Não gostou do presente de Natal? Veja seus direitos na hora da troca

Ganhar uma roupa do tamanho errado ou um presente que não gostou no Natal é uma situação que já aconteceu com quase todo brasileiro. Quem passou por isso neste ano precisa saber seus direitos na hora da troca para conseguir aproveitar o presente.

Existem dois tipos de troca: a realizada quando o produto tem um vício, conhecido popularmente como defeito, ou quando não agradou o consumidor final. O Código de Defesa do Consumidor obriga os estabelecimentos a realizarem a troca no caso de defeito, no entanto, não no segundo caso.

Troca por defeito

A coordenadora adjunta de Direito da UniCarioca, Lilian Cazorla, diz que o consumidor tem até 90 dias para reclamar sobre um defeito no caso de bens duráveis, como eletrônicos ou carros, a partir do dia da compra. Já no caso de não duráveis, como comida e perfume, o prazo é de 30 dias.

Segundo o Procon-SP, as empresas podem oferecer a possibilidade de conserto do produto com defeito antes de realizar a troca. “O Código de Defesa do Consumidor dispõe que quando um produto apresenta vício de qualidade (defeito) na garantia, o fornecedor tem um prazo de até 30 dias corridos, contados a partir da data da reclamação ou da primeira ordem de serviço, para tentar regularizar o problema.
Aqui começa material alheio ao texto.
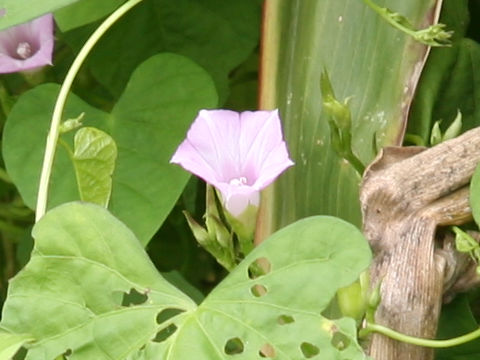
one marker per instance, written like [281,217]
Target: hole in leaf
[309,350]
[167,314]
[258,290]
[285,319]
[134,298]
[233,346]
[259,267]
[267,351]
[165,333]
[340,341]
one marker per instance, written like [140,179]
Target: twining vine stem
[53,134]
[419,341]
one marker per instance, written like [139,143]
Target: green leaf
[148,123]
[10,343]
[73,292]
[105,300]
[368,61]
[449,78]
[475,195]
[94,158]
[456,320]
[84,12]
[218,35]
[20,11]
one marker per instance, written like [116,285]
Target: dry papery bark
[407,193]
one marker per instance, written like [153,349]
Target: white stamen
[238,181]
[24,50]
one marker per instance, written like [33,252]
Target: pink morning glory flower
[238,153]
[27,46]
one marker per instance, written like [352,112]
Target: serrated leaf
[20,11]
[11,343]
[90,261]
[149,121]
[94,156]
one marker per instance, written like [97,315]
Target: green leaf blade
[368,61]
[94,158]
[90,261]
[148,123]
[20,11]
[295,253]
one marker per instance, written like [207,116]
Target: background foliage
[143,84]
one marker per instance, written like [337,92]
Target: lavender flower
[27,46]
[238,153]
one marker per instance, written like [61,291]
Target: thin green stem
[419,341]
[53,134]
[414,139]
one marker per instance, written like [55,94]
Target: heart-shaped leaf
[90,290]
[148,122]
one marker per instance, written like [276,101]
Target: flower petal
[264,152]
[213,137]
[239,154]
[37,35]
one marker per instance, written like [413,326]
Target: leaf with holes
[89,288]
[270,305]
[94,158]
[91,292]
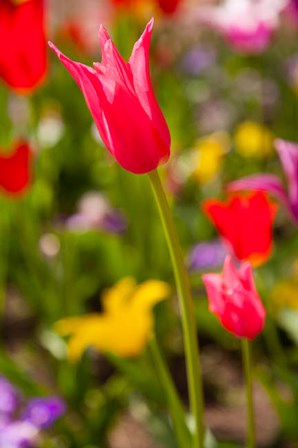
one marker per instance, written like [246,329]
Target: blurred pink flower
[248,25]
[23,55]
[288,154]
[123,105]
[234,299]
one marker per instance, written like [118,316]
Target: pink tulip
[121,100]
[234,299]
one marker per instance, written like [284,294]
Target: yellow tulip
[209,154]
[125,325]
[253,140]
Passados os 30 dias, o consumidor poderá escolher entre a troca do produto ou o cancelamento da compra”, explica.

Troca por gosto

Apesar de a legislação não obrigar as empresas a realizarem este tipo de troca, a maior parte adota tal prática como forma de ganhar o cliente. Segundo Cazorla, “se o estabelecimento se compromete e informa isso na nota fiscal, na etiqueta do produto, quando o consumidor informa que vai fazer a troca por qualquer motivo, [a companhia] precisa cumprir o acordo”, afirma.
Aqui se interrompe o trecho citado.